Is RTI Connext DDS Secure FIPS-140 compliant?

 

The FIPS 140-2 standard applies to specific implementations of cryptographic modules. NIST validates modules for FIPS 140-2 compliance.

The built-in security plugins included with RTI Connext DDS Secure use the standard distribution of OpenSSL for cryptography. This OpenSSL distribution is not FIPS 140-2 validated.

To make RTI Connext DDS Secure comply with FIPS 140-2, a user will need to replace the standard OpenSSL cryptographic modules with FIPS 140-2 validated modules.

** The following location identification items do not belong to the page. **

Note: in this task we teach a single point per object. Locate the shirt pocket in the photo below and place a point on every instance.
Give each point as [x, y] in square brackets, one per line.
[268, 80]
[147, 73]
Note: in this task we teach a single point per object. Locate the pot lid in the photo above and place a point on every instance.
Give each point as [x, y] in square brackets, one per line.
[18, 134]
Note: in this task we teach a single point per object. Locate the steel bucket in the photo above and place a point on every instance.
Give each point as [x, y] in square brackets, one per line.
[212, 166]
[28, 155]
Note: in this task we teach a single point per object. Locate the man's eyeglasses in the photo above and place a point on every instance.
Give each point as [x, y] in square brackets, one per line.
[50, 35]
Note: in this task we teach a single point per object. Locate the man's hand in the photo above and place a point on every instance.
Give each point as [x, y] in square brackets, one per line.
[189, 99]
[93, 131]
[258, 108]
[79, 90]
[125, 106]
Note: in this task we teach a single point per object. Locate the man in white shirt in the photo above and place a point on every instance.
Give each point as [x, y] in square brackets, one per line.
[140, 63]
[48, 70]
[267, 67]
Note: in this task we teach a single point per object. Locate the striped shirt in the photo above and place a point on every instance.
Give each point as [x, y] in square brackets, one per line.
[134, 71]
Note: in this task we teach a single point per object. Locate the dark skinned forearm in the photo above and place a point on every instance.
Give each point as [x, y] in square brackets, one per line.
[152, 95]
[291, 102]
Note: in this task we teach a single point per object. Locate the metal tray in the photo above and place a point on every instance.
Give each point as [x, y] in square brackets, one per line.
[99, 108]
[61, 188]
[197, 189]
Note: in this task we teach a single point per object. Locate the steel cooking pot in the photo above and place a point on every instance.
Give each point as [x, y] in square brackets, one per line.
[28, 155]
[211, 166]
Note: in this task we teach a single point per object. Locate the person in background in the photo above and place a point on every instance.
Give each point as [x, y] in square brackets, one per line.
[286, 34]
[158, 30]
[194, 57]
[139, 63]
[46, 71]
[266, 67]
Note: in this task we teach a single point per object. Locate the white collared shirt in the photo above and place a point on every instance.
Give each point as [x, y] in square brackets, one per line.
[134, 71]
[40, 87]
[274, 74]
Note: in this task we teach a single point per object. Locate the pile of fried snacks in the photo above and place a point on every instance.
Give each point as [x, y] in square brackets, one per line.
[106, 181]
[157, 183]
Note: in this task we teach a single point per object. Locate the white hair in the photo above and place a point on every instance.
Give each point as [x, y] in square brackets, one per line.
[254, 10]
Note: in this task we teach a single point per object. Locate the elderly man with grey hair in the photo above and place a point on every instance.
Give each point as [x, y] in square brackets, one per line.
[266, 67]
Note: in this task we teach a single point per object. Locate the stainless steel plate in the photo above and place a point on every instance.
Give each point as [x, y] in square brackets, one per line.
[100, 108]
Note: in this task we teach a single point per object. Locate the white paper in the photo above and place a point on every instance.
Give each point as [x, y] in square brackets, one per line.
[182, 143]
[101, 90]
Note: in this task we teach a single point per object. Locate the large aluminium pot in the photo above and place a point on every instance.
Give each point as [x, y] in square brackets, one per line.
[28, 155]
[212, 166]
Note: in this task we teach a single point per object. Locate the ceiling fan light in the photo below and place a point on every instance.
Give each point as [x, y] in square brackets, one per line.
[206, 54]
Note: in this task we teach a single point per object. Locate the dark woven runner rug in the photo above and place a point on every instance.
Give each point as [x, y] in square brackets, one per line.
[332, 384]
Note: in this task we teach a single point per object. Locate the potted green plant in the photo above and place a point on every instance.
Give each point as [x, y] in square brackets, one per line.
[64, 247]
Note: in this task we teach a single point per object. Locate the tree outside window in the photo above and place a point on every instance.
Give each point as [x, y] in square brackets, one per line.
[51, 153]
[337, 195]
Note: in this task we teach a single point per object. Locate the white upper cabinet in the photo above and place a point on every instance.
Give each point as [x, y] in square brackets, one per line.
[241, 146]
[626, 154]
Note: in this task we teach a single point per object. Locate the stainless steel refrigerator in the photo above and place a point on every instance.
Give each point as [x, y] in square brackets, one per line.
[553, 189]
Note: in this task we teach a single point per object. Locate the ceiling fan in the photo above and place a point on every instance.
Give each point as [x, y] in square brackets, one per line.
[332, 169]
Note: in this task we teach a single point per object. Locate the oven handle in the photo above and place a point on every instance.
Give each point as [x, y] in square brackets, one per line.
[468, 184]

There are two ways of doing this:

  1. Via a third-party OpenSSL cryptographic plugin that is FIPS 140-2 compliant. This change can be made without affecting the  Connext DDS built-in plugins because the third-party cryptographic module would be called by OpenSSL underneath. RTI has integrated Certicom and Microsoft CNG FIPS 140-2 validated modules this way. Certicom is supported out of the box with Secure DDS 5.1.1.3. And the  plugin for Microsoft CNG is available through  RTI support (email [email protected]).  

  2. Via a custom RTI cryptographic plugin that replaces OpenSSL. RTI has done integration with other FIPS 140-2 validated cryptographic libraries using this approach, for example, the ones provided by Morcana. Details are also available by contacting  [email protected].   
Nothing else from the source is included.